There are some challenges in making the perfect pandan cake. Firstly you have to beat the egg whites to really stiff peaks, but without taking it too far. Next you also have to beat the egg yolks and sugar long enough to produce a pale mixture. Lastly, you have to make sure you don’t put the cake in the oven too long, or you’ll dry it out and it won’t have the lovely light, moist texture. It is essential to use an ungreased ring tin, often called a sponge cake tin or angel cake tin.

I brought a pandan cake to work for a communal lunch and I think the green colour might have scared off some of the Australians who had never seen it before! I had to make a sign saying it was a pandan coconut chiffon cake and after that the cake disappeared in the blink of an eye! I kept getting questions of “What is PAN-DAN?” (as opposed to the proper pronunciation of “pun-dun”). I said it is a leaf that is used in Asian cooking, but later I realised I should have called it Asian vanilla!

Pandan Chiffon Cake

Pandan Chiffon Cake_009

6 egg whites
125g caster sugar
6 egg yolks
80g caster sugar, extra
½ tsp vanilla essence
165ml coconut milk
2 tbsp vegetable oil
1 ½ tsp pandan essence
120g plain flour (or 120g self raising flour and leave out the baking powder)
1 tsp baking powder
1/8 tsp salt

1. Preheat oven to 160C (140C fan forced).

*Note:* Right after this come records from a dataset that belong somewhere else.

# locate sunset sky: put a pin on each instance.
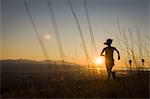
(19, 40)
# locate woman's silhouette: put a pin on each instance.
(109, 60)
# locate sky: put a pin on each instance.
(19, 40)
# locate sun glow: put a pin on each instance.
(99, 61)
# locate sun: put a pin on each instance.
(99, 61)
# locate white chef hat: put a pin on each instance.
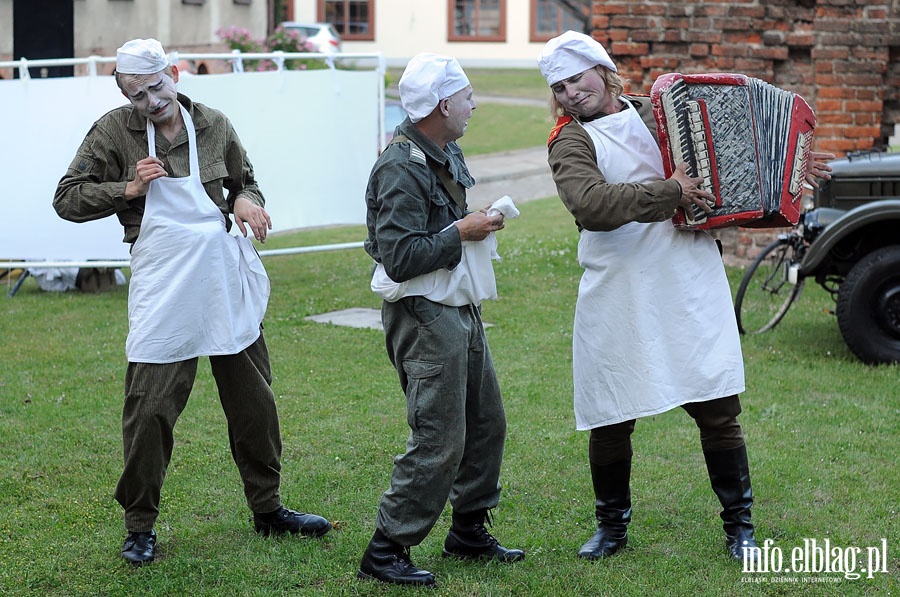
(428, 79)
(141, 57)
(571, 53)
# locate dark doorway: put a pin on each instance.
(44, 29)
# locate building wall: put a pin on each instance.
(840, 55)
(403, 28)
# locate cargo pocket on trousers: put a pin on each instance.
(422, 389)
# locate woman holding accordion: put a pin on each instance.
(654, 323)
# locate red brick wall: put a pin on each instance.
(842, 56)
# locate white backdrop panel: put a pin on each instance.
(312, 137)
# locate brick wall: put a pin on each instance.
(842, 56)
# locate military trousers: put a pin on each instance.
(156, 395)
(455, 413)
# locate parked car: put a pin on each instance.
(849, 243)
(856, 256)
(323, 36)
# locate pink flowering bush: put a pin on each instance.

2. Using an electric mixer, whisk the egg whites for about 1 minute until foamy, then gradually add the caster sugar while whisking. Whisk until stiff peaks form (can take 5 minutes or more). If you turn the bowl over, the whites should not drop out. Set aside.

Pandan_Cake_Method 1
Left: Mixing the egg whites; Right: Stiff peaks

3. In a separate bowl and using an electric mixer, whisk the egg yolks, sugar and vanilla until pale and creamy, and tripled in size. This should take more than 5 minutes too.

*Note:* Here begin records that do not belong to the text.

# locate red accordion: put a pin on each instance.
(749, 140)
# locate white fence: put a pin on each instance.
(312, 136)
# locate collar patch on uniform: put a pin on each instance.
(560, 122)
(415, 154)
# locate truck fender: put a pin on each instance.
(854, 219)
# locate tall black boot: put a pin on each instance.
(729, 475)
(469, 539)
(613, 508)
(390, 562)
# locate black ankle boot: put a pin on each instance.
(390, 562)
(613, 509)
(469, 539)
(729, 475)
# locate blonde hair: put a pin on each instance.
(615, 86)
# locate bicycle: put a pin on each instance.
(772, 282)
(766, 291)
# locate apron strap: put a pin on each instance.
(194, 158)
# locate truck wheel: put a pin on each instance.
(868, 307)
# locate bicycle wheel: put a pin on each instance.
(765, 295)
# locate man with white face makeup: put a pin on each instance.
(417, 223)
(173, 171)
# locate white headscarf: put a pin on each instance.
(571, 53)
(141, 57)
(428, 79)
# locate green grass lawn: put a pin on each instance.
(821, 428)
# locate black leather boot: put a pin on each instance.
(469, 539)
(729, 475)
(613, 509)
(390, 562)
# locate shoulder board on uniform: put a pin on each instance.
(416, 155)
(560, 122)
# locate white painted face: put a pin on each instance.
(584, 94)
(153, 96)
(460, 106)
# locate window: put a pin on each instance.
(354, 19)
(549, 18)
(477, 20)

4. While the eggs are whisking, in a separate small bowl, mix together the coconut milk, oil and pandan essence. Add it to the egg yolk mixture slowly while whisking at a low speed.

5. Sift the flour, baking powder and salt to the now green egg yolk mixture and fold gently to combine.

6. Add one third of the egg whites to the green mixture and fold to loosen up the batter. You do not need to be too gentle at this stage.

Pandan_Cake_Method 2
Left: Egg white mixture; Right: Adding egg whites to green mixture

7. Add the remaining egg whites and fold extra gently as not to deflate the batter.

Pandan_Cake_Method 3
Left: Gently folding in egg whites; Right: Batter in tin without smoothing top

8. Pour the batter into an ungreased ring tin. Give the batter a few sharp blows by banging it on the table, which will help the air bubbles get to the top. Using a spoon, gently smooth the top of the batter.

9. Bake for 50 minutes or until set. If the top browns too quickly, put some aluminium foil over the top.

Pandan_Cake_Method 4
Left: Pandan cake straight out of the oven; Right: Pandan cake once cooled

10. Once out of the oven, immediately invert the cake while still in the tin onto a wire rack and cool completely in the tin. It is best to use a sharp serrated knife to cut the cake as it will be very soft.

Pandan Chiffon Cake_010

Results: This recipe produces perhaps one of the softest, fluffiest cakes you will ever taste! Someone described it as eating a cloud, or a marshmallow cake, but with better texture. It grows quite high when cooking but sinks a bit upon cooling, but I think cooling the cake in the tin upside down definitely helps keep its fluffiness.

Would I make it again? Yes, I have already made it multiple times. I would like to further tweak the recipe and see how different proportions of ingredients change the taste and texture, but this recipe is pretty good as it is now.